Die Abstimmung geriet zu einem Reinfall. Die Aktivisten behaupteten zunächst, dass es zwei ihrer Vertreter in das Gremium geschafft hätten. Dann waren es plötzlich schon vier. Und die Eisenbahngesellschaft bezeichnete das Ergebnis als zu knapp, als dass vor der erneuten Aktionärsversammlung am 25. Juli schon ein endgültiges Ergebnis verkündet werden könnte. Aber es sieht so aus, als ob sich mindestens zwei der von den Dissidenten Nominierten mehr als genug Unterstützung von den Aktionären gesichert hätten. Das Unternehmen verdient es, dass der Board kräftig aufgerüttelt wird.

Michael Ward, der Chef von CSX, hat die Fonds bekämpft, seitdem sie zum ersten Mal gegen Ende 2006 Aktien an dem Unternehmen gekauft hatten. Man kann schon verstehen, dass er heftig auf den alt gedienten Aktivisten TCI, der sich unter anderem bei ABN Amro ausgelebt hat, reagiert hat. Ein New Yorker Gericht hat CSX in diesem Monat Recht gegeben, dass TCI und 3G gegen die Richtlinien der Offenlegung verstoßen haben. Es ist also nicht so, dass die Fonds nicht mit harten Bandagen gekämpft hätten.

Aber Ward und CSX haben sich nie ernsthaft mit den strategischen, operativen und finanziellen Fragen auseinander gesetzt, die die Fonds aufgeworfen haben, die anführten, dass CSX trotz ihres annehmbaren Abschneidens in den vergangenen Jahren noch besser dastehen könnte. Stattdessen hat die Eisenbahnfirma wiederholt die Motive und Methoden der Fonds angegriffen.
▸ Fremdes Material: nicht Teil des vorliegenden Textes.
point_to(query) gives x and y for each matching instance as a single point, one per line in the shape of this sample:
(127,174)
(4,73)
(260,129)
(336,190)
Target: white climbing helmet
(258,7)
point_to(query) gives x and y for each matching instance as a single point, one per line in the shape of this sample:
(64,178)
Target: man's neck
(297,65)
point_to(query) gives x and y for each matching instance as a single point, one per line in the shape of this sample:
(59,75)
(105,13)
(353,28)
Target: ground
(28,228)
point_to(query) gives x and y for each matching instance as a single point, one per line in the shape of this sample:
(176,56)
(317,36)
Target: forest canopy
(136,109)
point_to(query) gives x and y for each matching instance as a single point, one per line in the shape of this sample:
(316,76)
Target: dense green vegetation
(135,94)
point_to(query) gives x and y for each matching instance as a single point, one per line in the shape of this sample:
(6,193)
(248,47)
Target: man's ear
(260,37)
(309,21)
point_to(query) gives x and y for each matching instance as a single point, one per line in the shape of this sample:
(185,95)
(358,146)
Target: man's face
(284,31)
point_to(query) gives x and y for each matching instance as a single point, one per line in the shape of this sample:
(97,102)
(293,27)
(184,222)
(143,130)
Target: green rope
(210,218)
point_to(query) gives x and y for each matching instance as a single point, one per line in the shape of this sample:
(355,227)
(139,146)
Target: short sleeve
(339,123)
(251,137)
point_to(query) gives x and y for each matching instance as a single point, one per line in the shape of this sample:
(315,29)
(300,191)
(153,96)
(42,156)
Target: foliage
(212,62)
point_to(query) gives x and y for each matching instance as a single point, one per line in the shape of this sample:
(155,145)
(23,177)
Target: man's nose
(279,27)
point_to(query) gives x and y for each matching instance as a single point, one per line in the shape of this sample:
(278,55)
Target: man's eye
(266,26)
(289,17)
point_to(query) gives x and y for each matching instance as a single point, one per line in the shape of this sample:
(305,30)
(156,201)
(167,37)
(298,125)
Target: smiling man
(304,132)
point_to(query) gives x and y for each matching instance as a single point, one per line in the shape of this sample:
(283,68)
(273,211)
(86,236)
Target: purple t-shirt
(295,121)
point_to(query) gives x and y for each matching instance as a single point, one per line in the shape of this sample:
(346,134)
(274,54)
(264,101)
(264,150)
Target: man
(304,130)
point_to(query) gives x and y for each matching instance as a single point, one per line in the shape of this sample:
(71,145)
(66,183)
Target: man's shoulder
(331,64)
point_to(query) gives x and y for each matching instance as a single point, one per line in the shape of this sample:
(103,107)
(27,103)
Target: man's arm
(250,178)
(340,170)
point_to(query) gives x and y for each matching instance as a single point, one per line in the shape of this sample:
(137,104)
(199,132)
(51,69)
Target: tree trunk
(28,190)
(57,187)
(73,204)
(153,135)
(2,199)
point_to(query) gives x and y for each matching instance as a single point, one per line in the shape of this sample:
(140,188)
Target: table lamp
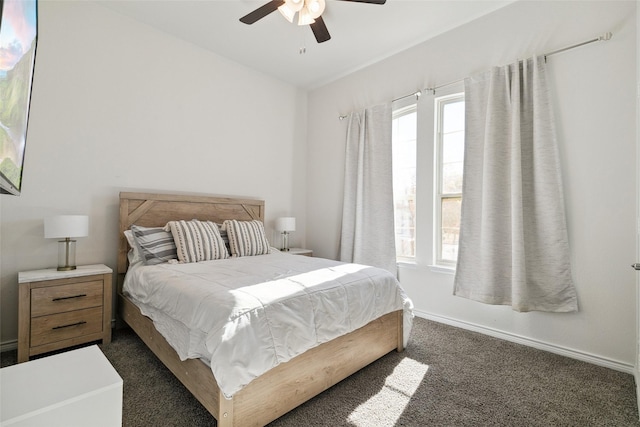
(285,225)
(66,227)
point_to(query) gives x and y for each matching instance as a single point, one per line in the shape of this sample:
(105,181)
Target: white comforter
(247,315)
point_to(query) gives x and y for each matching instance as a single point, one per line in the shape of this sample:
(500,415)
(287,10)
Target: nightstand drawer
(60,299)
(59,327)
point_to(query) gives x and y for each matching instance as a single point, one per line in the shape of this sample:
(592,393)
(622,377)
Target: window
(404,131)
(449,145)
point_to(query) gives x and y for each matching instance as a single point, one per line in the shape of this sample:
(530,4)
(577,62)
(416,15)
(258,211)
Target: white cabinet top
(43,384)
(53,273)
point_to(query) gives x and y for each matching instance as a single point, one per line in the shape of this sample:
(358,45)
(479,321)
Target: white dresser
(75,388)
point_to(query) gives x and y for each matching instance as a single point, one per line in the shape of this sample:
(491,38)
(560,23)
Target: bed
(294,381)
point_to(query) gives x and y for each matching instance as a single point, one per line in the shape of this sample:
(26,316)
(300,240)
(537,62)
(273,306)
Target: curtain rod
(604,37)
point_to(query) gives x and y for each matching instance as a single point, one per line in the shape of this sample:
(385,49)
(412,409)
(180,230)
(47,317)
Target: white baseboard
(8,345)
(552,348)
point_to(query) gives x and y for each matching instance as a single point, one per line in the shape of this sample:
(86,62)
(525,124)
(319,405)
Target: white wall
(119,106)
(594,93)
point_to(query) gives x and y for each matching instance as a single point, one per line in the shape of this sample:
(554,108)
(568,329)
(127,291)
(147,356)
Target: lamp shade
(62,226)
(286,224)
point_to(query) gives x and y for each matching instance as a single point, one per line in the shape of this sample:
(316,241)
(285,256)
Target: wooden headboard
(155,210)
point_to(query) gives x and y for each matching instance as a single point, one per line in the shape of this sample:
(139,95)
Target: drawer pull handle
(71,297)
(82,322)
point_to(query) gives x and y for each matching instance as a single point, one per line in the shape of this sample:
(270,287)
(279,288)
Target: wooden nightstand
(59,309)
(300,251)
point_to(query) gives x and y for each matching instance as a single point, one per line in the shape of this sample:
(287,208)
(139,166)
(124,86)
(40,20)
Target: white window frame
(440,103)
(401,108)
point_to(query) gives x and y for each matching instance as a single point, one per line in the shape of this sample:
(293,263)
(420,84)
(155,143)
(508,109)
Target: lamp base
(285,242)
(66,255)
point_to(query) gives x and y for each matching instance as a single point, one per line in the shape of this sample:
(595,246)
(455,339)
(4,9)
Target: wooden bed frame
(284,387)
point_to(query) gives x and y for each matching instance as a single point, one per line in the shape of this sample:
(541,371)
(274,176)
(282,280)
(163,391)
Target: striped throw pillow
(155,244)
(197,240)
(246,238)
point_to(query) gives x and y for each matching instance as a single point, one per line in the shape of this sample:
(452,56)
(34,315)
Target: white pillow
(134,253)
(155,244)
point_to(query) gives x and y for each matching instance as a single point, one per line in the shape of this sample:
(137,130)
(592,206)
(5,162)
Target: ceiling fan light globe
(305,18)
(315,7)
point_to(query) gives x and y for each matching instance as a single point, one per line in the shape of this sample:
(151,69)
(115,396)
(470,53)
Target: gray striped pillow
(246,238)
(155,244)
(197,240)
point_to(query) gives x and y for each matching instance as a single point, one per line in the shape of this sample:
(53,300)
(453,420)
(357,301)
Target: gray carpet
(446,377)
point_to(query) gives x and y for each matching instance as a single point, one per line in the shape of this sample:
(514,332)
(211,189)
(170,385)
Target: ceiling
(361,33)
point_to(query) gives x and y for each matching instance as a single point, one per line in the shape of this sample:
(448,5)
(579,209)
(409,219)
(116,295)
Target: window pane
(453,119)
(452,162)
(450,214)
(404,182)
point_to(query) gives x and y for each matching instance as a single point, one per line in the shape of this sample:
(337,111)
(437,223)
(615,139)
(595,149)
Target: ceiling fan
(309,13)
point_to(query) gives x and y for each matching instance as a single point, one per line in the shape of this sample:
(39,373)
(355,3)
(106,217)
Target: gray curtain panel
(513,247)
(367,216)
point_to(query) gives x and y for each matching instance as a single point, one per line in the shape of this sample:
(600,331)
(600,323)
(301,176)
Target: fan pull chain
(303,49)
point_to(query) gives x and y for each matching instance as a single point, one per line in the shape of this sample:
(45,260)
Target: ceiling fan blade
(261,12)
(320,30)
(369,1)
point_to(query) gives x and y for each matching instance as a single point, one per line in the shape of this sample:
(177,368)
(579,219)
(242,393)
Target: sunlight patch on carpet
(387,406)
Die Taktik des Unternehmens hat den Eindruck erweckt, als sei der Board nicht willens, sich mit den Bedenken zweier großer Aktionäre auseinander zu setzen. Andere Aktionäre gehen zwar gewöhnlich nicht so aggressiv vor wie aktivistische Hedge Fonds, aber ihre finanziellen Interessen liegen üblicherweise auf einer Linie. Das könnte zur Erklärung beitragen, warum viele von ihnen offensichtlich zumindest einige der Vorstandskandidaten der Fonds unterstützt haben.

Die neuen Board-Mitglieder werden Ward zweifellos ein bisschen mehr unter Druck setzen, wenngleich sich nur mit der Zeit herausstellen wird, ob dies auch zu einem dauerhaft festeren Aktienkurs führt. Aber für andere Unternehmensbosse und Vorstände, die versucht sind, in den Aktivisten nur einen Feind zu sehen, birgt die Geschichte eine Botschaft: Schare deine Freunde eng um dich, und deine Aktionäre noch enger.